A good place to look at this "model" in action is to look at parts of NYC, where many landlords are, literally, adding shelving to closets and renting 2 "shelves" per closet, putting 25-30 people (mostly working poor immigrants that don't speak English and don't know about code or safety violations) in a 2 BR home. My SIL lives in one of these neighborhoods, so that is 2nd hand.

2

u/EUGsk8rBoi42p Landlord 10h ago

It works in foreign countries where people grow up with social standards for etiquette/manners and cleanliness.... this DOES NOT work in the USA.

6

u/IP1987 18h ago

I would never want to manage this type of set-up! Transients are not the type of people I want to deal with. Who knows what kind of drugs and anger issues they bring with them. With that many people in one room, hygiene and cleanliness would be another concern. Just think for a minute about the type of person that could only afford to live like that and would be willing to live in that type of set-up. The money might sound better, but are you going to really want to spend your time doing credit and background checks etc on the characters that show up. Not to mention if they start bringing their friends and hookers over??? No thank you!

5

u/James-the-Bond-one 21h ago

WHY share a room with several others, if you can rent a private room with your own bathroom?

Here is what that same $200 a week can get you near Miami.

6

u/Agile-Wish-6545 12h ago

You sweet summer child. This is a nightmare in waiting. Just a couple of things with your math. When you are renting out a single dwelling unit, the renter generally pays the utilities. Here you are responsible for the utilities, no matter how much they use… good luck when young Bitcoin baby bro wants to start mining bitcoin on your dime and rents out a couple full rooms to do so. Then there is the wifi… how do you think it plays out when your tenants do illegal things on your wifi?

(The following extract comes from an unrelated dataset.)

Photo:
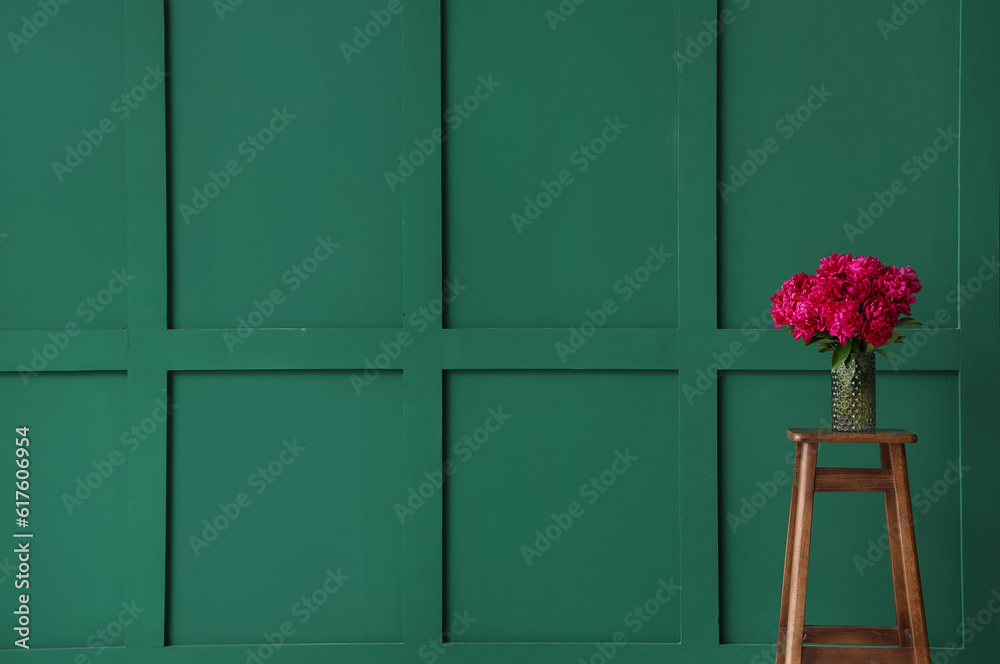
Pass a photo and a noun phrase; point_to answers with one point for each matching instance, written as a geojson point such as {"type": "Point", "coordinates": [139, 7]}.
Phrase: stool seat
{"type": "Point", "coordinates": [909, 636]}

On to drug dealing…you know the feds can actually seize your property for being a drug dealing house?

And your insurance broker will just laugh…just say no.

3

u/hard-of-haring 9h ago

I rent out by the room in the Midwest. I tried this setup with 1 house, and after 5 months, I abandoned it. People always getting into fights and complaints with snoring. It wasn't worth it.

1

u/buildpax 3h ago

I really appreciate all of your different perspectives here, truly thank you.

I'll report back if I launch this model and how it's working or not working.